Ok, back to Lambda invocations...

Step Functions usually have a lot of flexibility:

  • Takes an input, returns an output. If it has side effects, it does its best to inform you in the JSON if it'll fit.
  • Takes no input, returns no output, and is just all about that bass and side effects (like our Benner Lambda function above). This'll feel natural for imperative and Object Oriented Programmers.
  • Can't return a meaningful output beyond not crashing, so either no error == success, or you look elsewhere for the results of the side effects. AWS Batch, for example, doesn't support any meaningful return value beyond it ran or it crashed unlike it's non-serverless cousin ECS which can.

As an ivory tower purist, I'm going to suggest you always do your best to do #1, #2 with SOME kind of return value, and only #3 if you're forced to use AWS Batch or some other system which returns no value but you still make an effort, perhaps in a subsequent Lambda, to go check if it actually worked.
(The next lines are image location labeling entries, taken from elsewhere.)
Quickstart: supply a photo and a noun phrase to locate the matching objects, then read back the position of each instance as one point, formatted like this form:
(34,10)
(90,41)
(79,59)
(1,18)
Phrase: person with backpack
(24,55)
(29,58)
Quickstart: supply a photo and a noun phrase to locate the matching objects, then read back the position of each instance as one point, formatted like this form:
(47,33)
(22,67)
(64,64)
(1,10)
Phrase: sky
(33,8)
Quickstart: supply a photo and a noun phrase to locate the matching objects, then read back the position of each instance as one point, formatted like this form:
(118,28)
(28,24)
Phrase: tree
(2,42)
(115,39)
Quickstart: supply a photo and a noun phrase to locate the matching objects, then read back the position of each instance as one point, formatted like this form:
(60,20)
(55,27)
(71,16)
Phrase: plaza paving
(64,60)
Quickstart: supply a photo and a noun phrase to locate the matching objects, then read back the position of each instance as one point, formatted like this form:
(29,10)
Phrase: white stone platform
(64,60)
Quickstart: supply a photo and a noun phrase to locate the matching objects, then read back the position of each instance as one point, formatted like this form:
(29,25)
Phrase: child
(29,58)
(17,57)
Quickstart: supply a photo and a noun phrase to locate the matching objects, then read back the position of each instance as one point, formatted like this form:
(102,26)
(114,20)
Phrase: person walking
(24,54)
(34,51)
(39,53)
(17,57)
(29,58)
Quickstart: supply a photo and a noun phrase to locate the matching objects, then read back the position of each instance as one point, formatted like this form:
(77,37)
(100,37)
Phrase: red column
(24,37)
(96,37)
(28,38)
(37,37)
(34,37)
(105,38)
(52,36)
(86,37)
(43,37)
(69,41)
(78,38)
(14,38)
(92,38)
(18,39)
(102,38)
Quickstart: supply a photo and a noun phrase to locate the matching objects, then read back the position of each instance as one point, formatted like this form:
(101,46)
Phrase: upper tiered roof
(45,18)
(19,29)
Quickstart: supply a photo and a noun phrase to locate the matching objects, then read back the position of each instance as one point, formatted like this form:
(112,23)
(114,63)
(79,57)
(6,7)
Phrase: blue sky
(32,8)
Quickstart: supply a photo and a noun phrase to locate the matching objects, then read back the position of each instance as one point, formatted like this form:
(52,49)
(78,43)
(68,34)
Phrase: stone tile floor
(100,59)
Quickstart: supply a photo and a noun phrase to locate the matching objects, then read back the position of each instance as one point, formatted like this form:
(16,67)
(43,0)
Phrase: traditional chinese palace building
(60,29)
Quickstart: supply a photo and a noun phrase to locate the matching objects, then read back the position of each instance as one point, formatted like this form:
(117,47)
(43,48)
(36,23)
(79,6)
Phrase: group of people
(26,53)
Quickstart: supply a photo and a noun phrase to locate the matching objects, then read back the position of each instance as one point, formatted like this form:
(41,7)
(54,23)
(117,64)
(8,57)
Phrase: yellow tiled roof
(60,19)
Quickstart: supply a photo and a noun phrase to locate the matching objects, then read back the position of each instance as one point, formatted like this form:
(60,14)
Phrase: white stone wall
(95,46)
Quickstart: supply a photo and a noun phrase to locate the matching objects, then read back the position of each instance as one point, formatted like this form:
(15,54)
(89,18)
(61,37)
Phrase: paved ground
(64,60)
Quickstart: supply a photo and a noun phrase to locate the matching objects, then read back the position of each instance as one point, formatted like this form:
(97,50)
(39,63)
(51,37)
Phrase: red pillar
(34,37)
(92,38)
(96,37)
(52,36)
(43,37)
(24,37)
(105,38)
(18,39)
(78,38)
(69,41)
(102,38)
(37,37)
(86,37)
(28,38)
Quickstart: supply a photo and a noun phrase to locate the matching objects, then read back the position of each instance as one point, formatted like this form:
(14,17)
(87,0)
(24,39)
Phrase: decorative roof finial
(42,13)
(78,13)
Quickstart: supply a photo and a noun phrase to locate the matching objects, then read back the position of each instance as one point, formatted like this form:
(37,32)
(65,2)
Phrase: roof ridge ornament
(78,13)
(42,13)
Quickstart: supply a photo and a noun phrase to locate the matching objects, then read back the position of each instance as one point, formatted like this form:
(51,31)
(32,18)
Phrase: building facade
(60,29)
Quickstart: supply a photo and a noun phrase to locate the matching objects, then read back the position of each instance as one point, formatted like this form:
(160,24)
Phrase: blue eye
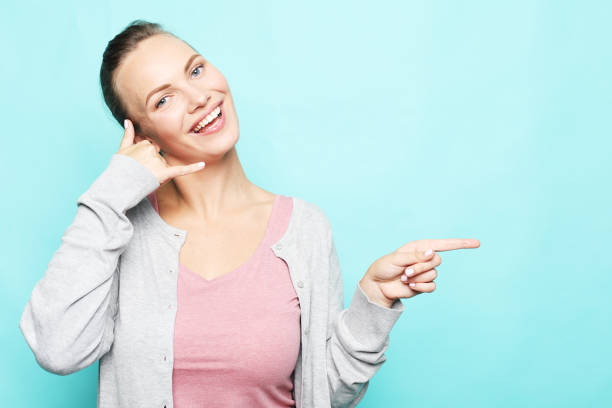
(199,66)
(157,104)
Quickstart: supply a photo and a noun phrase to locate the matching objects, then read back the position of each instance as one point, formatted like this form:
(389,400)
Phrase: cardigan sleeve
(69,320)
(357,338)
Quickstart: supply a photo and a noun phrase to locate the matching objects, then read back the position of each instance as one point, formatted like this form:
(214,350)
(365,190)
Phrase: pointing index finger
(449,244)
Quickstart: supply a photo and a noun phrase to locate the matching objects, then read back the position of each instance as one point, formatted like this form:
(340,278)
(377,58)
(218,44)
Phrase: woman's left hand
(389,277)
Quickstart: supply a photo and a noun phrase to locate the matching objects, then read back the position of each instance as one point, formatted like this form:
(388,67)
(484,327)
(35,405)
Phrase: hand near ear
(147,154)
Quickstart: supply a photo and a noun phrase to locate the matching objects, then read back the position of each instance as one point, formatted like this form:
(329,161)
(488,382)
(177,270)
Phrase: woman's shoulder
(310,214)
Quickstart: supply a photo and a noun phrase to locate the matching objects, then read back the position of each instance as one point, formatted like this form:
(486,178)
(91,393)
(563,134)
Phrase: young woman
(193,286)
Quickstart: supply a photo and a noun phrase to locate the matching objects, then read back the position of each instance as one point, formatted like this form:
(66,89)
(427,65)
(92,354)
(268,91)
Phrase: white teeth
(208,118)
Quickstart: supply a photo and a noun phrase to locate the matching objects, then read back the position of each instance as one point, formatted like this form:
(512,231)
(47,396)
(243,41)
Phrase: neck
(221,187)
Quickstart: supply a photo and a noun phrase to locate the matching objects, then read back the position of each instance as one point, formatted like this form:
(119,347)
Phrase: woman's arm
(69,319)
(357,338)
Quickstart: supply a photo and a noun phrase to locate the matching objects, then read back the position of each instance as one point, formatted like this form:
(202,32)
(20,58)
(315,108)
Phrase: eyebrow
(164,86)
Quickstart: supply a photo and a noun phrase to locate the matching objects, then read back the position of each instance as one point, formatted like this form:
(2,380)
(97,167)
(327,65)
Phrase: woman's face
(167,88)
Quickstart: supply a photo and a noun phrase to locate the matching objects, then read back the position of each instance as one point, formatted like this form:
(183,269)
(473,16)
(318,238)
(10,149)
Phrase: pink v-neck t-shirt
(237,337)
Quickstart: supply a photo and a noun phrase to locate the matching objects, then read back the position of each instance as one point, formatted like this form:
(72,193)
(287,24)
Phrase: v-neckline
(259,248)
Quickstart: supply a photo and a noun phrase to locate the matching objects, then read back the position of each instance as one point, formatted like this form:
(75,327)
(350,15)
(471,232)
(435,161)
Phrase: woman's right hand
(147,154)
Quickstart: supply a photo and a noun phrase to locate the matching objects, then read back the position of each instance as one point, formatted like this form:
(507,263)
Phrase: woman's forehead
(154,62)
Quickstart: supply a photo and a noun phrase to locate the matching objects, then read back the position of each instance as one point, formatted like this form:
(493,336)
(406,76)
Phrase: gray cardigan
(109,294)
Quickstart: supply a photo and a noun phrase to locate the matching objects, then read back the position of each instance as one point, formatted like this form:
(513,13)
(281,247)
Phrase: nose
(197,99)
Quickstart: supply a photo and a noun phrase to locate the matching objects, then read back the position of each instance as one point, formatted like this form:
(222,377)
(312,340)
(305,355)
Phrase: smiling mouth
(209,121)
(212,123)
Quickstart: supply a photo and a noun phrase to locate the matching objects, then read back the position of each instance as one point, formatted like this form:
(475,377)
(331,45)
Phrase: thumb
(128,134)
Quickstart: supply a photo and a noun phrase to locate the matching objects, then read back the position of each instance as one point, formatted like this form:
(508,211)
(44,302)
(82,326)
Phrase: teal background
(402,121)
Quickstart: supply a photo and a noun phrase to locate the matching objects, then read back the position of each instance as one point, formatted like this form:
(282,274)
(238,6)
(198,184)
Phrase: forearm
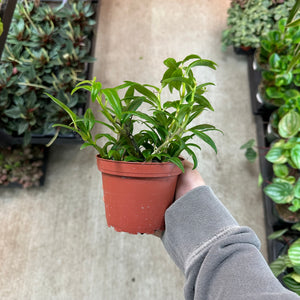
(220,259)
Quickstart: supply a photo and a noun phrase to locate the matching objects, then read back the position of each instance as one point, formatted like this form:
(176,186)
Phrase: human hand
(187,181)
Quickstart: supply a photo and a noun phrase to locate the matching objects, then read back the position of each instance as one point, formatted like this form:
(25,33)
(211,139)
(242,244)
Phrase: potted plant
(48,46)
(249,20)
(287,265)
(140,167)
(285,187)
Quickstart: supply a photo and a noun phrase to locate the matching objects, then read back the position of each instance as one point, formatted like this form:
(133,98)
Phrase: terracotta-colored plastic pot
(136,195)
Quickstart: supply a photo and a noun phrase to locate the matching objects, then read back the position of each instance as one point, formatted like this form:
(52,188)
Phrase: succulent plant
(249,20)
(21,165)
(47,49)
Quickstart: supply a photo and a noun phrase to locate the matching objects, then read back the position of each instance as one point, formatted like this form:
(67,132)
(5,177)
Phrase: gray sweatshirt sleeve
(219,258)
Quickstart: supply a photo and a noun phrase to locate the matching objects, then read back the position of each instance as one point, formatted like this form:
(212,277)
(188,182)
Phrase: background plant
(249,20)
(1,24)
(47,48)
(288,264)
(168,128)
(21,165)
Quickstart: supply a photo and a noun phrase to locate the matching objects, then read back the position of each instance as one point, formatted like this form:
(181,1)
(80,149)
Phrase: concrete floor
(54,243)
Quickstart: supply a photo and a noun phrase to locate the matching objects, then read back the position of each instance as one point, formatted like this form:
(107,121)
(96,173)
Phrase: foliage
(276,57)
(248,21)
(250,153)
(168,125)
(47,48)
(1,24)
(21,165)
(288,263)
(285,151)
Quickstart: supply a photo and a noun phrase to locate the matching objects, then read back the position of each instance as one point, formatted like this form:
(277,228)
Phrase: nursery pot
(136,195)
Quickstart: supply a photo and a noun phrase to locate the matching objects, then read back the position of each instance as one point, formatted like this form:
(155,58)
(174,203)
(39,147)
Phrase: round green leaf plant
(288,264)
(169,126)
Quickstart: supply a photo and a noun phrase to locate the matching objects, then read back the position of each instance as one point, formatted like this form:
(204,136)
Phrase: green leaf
(89,119)
(276,155)
(294,253)
(274,61)
(202,62)
(260,180)
(281,171)
(251,154)
(170,63)
(293,11)
(203,127)
(291,284)
(289,125)
(108,136)
(22,126)
(205,138)
(143,116)
(191,56)
(280,192)
(144,91)
(65,108)
(294,23)
(177,162)
(84,145)
(248,144)
(279,265)
(105,124)
(67,127)
(295,155)
(277,234)
(294,61)
(296,226)
(177,79)
(13,112)
(113,98)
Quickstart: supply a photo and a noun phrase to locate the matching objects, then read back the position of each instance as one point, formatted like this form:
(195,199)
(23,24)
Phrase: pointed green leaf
(205,138)
(177,162)
(64,107)
(294,253)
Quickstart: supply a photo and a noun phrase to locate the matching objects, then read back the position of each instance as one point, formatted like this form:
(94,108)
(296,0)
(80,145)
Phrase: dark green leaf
(248,144)
(251,154)
(289,125)
(282,192)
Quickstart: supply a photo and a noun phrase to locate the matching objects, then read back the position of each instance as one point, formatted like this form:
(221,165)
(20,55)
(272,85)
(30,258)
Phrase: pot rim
(137,169)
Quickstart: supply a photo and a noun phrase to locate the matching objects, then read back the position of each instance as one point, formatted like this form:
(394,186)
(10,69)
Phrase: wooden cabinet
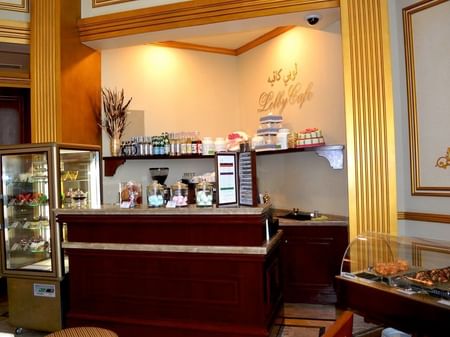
(172,272)
(311,257)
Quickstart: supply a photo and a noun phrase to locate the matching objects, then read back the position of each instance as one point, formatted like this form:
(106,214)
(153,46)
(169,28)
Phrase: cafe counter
(173,272)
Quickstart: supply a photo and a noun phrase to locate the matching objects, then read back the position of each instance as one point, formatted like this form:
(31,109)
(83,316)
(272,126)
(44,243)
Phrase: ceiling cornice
(227,51)
(187,14)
If you're familiar with Function Composition / Composing Functions, Reactive style programming a la RxJS, or a Functional Programming, #1 should feel quite natural. Instead of Lambdas having functions in them that are composed, you're composing the Lambdas together (or other things like queues and database tables). You don't have a lot of list/array comprehensions at your disposal in Step Functions beyond the default flow (python | javascript) via a Step Function Task, identity (python | javascript) via Pass, Parallel which is kind of a Python async gather | JavaScript Promise.all, and Map which is a concurrent version of a normal map (python | javascript). Sooooo adjust your thinking around offloading most of that list comprehension composing work to the Lambdas. The onus of supporting the Either (aka Result) pattern is on you. Aka, don't let your Lambdas explode. More on that later.

If you have no idea what any of that means, or you're from an Imperative / Object Oriented Programming, just know all the things you link together are wrapped in an implicit try with optional except / catch and optional finally.

Did it fail? Do this instead. Did it fail? Retry... 3 times... and wait double the amount of time you did last time.. otherwise... give up and do this instead.

There's no variables for you to keep track off; the Step Function has it's own this or self that keeps all that state for you.